Ken rolled his eyes. “You’ve used that line before,” he said. “Have you got another order, or what?”
“Actually, no,” Crawford said, the corner of his lips twitching. “I came to visit you because you intrigue me.”
“Eh?” Ken blinked at him.
“You’re not as stupid as I thought you were.”
The brunet rolled his eyes. “And for a moment there I thought you were going to say something nice.”
“I meant that sincerely,” Crawford said, frowning. “Originally, I believed you to be far less observant and . . . intelligent than I now know you are. And I don’t make mistakes often.”
Ken eyed him suspiciously, wondering what the hesitation before ‘intelligent’ was for. Was he going to say something else?
“And this means what, exactly?” he asked, deciding not to call him on it.
“It means you intrigue me,” Crawford repeated. He leaned forward and dropped a newspaper in front of Ken, with a small piece of paper on top of it. “Meet me there tomorrow afternoon,” he said. “I wish to be able to have a longer conversation with you than these short snippets while your co-workers are absent.” Straightening, he turned and made for the door without another word.
“Oi!” Ken yelled after him.
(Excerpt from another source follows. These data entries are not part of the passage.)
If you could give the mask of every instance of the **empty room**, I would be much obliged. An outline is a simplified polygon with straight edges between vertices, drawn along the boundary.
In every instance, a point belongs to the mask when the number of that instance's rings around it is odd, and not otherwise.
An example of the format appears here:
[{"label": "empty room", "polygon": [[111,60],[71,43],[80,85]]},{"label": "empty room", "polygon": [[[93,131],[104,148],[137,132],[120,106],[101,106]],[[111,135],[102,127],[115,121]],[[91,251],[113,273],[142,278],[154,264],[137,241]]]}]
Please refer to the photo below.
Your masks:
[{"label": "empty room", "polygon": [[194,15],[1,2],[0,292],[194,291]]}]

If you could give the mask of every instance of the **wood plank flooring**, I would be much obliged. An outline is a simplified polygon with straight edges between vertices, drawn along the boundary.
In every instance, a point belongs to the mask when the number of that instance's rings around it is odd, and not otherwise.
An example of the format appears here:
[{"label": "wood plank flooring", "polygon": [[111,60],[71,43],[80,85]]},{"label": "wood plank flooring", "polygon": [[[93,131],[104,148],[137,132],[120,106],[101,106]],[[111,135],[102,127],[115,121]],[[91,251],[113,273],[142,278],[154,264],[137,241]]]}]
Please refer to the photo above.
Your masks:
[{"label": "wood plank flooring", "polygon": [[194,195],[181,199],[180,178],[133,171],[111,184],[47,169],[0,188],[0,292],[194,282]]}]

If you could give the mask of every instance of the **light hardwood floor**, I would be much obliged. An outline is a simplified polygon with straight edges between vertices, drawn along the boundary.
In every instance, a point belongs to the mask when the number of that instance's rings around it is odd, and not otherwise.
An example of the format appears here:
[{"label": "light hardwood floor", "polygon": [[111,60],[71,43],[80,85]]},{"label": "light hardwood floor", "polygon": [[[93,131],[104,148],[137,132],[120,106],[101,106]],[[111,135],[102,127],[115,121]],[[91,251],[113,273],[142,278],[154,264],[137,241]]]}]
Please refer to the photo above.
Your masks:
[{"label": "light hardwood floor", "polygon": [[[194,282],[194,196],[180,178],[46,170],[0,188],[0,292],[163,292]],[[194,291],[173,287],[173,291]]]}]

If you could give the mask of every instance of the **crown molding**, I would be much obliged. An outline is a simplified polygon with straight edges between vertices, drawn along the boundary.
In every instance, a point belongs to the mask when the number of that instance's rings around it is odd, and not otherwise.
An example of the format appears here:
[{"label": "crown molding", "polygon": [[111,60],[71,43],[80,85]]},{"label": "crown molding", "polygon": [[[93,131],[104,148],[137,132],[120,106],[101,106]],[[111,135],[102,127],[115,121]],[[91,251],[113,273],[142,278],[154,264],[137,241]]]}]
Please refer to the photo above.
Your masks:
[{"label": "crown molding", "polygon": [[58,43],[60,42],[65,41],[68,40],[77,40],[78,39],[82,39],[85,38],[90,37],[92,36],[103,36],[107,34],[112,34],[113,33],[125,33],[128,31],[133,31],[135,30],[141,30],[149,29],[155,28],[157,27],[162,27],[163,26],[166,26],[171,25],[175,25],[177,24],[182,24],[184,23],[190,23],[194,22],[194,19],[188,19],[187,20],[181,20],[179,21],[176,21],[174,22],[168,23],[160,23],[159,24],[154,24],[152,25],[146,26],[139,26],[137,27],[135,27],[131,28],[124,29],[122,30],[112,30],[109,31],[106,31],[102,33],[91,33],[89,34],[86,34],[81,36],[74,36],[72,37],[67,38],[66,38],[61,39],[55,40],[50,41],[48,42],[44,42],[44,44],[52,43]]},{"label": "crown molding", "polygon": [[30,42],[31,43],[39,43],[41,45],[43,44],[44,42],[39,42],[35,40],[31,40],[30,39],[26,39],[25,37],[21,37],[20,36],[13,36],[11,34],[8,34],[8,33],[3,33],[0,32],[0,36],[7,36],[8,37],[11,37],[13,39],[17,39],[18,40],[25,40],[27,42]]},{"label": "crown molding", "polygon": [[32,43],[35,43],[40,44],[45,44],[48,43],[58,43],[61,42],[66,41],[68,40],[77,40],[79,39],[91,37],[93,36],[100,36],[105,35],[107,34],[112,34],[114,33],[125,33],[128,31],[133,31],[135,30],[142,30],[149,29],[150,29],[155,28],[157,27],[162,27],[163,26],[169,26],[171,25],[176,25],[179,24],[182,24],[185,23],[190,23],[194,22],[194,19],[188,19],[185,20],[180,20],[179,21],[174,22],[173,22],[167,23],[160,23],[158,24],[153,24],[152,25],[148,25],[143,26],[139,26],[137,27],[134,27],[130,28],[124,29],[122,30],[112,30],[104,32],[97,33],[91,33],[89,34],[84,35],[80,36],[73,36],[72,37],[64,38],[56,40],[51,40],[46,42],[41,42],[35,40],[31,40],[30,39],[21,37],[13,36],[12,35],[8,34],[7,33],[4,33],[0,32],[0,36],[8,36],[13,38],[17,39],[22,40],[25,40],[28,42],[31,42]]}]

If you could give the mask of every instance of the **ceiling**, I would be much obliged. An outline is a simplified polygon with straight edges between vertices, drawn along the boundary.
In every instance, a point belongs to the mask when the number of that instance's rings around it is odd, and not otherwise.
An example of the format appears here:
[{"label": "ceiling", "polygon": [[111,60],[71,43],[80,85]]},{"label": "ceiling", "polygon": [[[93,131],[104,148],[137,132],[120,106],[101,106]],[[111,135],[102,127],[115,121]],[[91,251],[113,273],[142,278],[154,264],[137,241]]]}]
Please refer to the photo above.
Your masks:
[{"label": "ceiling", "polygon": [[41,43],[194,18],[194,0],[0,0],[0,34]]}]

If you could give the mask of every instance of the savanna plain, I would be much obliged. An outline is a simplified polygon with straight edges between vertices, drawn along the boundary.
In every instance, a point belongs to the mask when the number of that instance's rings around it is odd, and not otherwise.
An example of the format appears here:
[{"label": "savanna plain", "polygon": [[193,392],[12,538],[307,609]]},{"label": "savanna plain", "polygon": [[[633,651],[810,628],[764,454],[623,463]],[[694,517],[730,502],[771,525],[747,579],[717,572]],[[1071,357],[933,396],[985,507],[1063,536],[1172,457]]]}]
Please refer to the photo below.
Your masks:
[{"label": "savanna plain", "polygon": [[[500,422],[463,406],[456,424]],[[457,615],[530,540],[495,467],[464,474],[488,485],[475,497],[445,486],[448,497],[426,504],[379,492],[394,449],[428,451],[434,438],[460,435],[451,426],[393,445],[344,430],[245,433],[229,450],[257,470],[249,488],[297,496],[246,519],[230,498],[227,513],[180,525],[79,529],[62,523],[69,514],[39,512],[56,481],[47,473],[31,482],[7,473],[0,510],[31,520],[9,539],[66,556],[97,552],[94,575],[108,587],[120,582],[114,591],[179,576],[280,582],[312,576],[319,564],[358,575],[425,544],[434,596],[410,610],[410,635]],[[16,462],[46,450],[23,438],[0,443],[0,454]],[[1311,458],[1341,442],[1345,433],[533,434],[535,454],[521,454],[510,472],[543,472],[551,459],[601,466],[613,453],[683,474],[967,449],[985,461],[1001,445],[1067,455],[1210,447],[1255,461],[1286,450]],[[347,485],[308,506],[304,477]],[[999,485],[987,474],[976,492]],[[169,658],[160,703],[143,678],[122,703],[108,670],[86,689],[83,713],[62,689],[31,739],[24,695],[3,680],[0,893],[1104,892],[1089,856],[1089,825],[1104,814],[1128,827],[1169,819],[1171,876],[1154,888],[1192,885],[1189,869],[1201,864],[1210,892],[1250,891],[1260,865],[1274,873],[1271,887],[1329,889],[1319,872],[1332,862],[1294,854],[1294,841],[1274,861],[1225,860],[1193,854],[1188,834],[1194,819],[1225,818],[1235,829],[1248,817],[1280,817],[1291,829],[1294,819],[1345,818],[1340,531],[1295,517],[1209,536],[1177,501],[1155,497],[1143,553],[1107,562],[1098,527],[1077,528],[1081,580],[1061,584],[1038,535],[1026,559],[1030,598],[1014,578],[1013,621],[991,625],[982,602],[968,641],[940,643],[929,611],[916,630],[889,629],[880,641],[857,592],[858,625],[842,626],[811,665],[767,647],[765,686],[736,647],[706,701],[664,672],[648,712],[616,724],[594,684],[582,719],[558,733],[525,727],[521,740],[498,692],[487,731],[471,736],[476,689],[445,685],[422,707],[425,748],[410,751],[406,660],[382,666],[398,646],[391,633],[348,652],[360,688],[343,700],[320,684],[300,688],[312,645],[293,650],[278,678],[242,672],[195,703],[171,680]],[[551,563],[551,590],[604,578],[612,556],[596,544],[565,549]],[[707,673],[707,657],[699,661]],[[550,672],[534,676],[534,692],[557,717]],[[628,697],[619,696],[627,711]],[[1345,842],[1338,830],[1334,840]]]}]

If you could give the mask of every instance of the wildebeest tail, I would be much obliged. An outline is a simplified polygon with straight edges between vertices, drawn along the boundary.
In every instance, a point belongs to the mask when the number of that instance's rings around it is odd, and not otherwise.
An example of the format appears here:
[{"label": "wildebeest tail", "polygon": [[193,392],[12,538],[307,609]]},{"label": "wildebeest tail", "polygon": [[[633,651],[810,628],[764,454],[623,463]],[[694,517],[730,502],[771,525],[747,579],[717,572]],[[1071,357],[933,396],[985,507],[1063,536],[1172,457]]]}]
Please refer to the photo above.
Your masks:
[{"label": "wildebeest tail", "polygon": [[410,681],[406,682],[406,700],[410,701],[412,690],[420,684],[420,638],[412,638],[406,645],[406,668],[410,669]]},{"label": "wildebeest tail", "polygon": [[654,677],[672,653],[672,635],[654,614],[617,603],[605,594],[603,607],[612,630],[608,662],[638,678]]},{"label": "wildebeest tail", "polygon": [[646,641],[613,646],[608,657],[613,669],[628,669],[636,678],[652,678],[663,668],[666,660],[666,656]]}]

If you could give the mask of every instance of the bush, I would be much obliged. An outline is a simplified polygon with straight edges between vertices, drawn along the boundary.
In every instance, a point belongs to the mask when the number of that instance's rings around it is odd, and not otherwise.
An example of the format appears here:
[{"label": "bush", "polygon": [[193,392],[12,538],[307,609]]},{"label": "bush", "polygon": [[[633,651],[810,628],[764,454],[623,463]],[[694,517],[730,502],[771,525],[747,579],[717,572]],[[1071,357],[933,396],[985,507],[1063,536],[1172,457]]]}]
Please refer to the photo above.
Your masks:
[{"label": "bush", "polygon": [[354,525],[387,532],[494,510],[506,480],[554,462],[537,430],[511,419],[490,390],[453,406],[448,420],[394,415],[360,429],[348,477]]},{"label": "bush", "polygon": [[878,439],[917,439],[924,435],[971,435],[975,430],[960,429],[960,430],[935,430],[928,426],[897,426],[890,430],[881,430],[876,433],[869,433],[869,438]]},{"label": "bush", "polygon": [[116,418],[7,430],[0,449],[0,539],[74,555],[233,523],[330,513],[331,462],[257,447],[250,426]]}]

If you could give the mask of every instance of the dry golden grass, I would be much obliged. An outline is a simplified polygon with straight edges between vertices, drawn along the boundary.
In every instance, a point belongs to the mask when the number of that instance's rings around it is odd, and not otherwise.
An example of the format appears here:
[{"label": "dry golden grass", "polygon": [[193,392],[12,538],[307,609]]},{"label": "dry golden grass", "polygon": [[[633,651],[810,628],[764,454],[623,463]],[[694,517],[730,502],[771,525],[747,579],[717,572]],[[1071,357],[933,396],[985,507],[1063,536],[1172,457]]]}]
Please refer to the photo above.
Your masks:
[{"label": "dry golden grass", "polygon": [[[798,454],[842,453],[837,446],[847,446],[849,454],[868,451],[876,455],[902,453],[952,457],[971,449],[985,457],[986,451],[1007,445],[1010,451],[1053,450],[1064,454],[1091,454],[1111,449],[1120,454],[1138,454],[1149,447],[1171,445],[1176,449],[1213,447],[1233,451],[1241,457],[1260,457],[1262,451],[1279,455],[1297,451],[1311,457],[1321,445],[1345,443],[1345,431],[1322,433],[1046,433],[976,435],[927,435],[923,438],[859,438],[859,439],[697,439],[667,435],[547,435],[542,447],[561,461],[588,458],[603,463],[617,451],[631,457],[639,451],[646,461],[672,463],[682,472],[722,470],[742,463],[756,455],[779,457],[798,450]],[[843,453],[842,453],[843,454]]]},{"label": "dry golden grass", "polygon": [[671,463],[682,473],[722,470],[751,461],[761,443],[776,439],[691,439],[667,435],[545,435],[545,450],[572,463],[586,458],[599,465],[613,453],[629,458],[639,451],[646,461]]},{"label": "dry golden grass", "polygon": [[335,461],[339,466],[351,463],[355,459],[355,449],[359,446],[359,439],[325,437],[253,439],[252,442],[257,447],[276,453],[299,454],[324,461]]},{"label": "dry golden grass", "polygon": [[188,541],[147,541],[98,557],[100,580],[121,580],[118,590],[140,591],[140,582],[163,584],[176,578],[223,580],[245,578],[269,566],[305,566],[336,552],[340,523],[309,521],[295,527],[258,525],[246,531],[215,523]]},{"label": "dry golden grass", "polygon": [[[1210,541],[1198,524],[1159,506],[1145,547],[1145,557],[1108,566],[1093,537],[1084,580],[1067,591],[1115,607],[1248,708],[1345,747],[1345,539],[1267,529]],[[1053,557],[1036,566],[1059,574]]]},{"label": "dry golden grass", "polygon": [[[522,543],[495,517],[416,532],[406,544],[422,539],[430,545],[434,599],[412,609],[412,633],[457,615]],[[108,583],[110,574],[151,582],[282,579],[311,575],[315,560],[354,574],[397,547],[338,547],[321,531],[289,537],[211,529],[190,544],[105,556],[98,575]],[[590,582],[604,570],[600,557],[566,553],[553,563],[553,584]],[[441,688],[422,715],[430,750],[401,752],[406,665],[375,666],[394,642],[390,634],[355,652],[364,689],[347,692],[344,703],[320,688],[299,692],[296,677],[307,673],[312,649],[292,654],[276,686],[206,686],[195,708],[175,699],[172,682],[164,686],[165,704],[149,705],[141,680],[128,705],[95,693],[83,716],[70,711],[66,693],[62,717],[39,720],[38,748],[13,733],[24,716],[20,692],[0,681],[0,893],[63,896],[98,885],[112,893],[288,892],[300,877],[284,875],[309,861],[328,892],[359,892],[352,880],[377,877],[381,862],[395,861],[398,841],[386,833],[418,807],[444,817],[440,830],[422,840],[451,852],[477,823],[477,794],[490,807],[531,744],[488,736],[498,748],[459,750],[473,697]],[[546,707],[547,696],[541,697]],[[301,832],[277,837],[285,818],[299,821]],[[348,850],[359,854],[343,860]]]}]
Crawford turned to look at the younger man, who waggled the newspaper at him. “What’s this for?”
Crawford’s lips quirked. “You may be more intelligent than I originally took you for, Hidaka-san, but that’s not saying much,” he told Ken. “I hardly have the time or the patience to give you a proper education, but I refuse to have a conversation with a person who is unaware of current events beyond who won the football last night.”
Growling, Ken threw the newspaper at him. Crawford ducked out of the door, chuckling, and called over his shoulder, “Read it so you don’t bore me, Hidaka-san!”
Ken’s temper broke, and he charged around the counter and to the doorway, intending to give Crawford a piece of his mind – and fists – and who cared if there were civilians around to see? Except that by the time he got out of the shop, the older man had vanished.
Scowling, Ken stomped back into the shop, pausing to pick up the newspaper. “‘You may be more intelligent than I originally took you for’,” he muttered in falsetto. “Bastard!”